Modelling Privacy Compliance in Cross-border Data Transfers with Bigraphs
Ebtihal Althubiti, Michele Sevegnani
TL;DR
This work introduces a bigraph-based framework for modelling and automatically verifying GDPR-compliant cross-border data transfers. By encoding regulatory requirements as reusable reaction rules and checking properties with CTL through PRISM, the approach demonstrates rigorous, automated validation of data flows, exemplified on WhatsApp. The integration is supported by sorting disciplines and multiple perspectives (system, sender/receiver types, and locations) to ensure well-formed models and facilitate collaboration between engineers and privacy experts. The results indicate that formal methods can effectively capture spatial and contractual aspects of data transfers, enabling evidence-based compliance and violation detection in real-world policies. Future directions include expanding safeguards, handling user-consent scenarios, and broader application to real systems with automated sorting generation.
Abstract
Advancements in information technology have led to the sharing of users' data across borders, raising privacy concerns, particularly when destination countries lack adequate protection measures. Regulations like the European General Data Protection Regulation (GDPR) govern international data transfers, imposing significant fines on companies failing to comply. To achieve compliance, we propose a privacy framework based on Milner's Bigraphical Reactive Systems (BRSs), a formalism modelling spatial and non-spatial relationships between entities. BRSs evolve over time via user-specified rewriting rules, defined algebraically and diagrammatically.
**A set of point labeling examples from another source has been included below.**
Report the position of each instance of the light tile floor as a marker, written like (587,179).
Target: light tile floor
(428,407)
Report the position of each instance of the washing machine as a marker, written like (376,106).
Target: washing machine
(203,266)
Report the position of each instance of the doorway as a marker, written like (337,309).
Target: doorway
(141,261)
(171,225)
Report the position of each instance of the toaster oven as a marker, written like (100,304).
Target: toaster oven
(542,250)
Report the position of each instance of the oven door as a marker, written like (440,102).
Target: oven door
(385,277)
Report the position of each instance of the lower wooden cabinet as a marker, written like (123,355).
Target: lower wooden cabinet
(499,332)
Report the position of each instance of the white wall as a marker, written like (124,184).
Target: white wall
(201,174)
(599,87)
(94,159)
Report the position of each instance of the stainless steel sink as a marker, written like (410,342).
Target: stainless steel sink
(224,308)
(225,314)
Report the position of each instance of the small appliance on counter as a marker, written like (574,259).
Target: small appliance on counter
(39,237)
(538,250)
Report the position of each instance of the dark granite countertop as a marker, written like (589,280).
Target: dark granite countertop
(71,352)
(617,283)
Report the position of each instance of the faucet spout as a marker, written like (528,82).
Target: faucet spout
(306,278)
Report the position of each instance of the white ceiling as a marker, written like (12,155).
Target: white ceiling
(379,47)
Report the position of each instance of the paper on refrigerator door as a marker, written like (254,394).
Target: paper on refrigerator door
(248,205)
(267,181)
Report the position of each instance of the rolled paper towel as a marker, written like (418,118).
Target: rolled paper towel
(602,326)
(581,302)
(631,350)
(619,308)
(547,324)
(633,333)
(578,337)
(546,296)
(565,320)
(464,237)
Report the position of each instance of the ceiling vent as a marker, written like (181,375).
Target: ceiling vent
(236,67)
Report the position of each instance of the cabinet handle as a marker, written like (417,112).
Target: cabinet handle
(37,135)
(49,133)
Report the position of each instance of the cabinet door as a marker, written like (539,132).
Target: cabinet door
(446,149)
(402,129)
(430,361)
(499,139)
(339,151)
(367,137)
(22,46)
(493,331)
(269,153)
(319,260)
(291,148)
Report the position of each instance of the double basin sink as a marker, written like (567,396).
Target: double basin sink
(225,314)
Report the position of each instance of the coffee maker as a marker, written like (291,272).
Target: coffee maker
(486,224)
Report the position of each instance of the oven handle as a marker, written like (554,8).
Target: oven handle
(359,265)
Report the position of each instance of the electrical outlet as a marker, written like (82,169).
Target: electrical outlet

In this paper, we rely on diagrammatic notations, enabling adoption by end-users and privacy experts without formal modelling backgrounds. The framework comprises predefined privacy reaction rules modelling GDPR requirements for international data transfers, properties expressed in Computation Tree Logic (CTL) to automatically verify these requirements with a model checker and sorting schemes to statically ensure models are well-formed. We demonstrate the framework's applicability by modelling WhatsApp's privacy policies.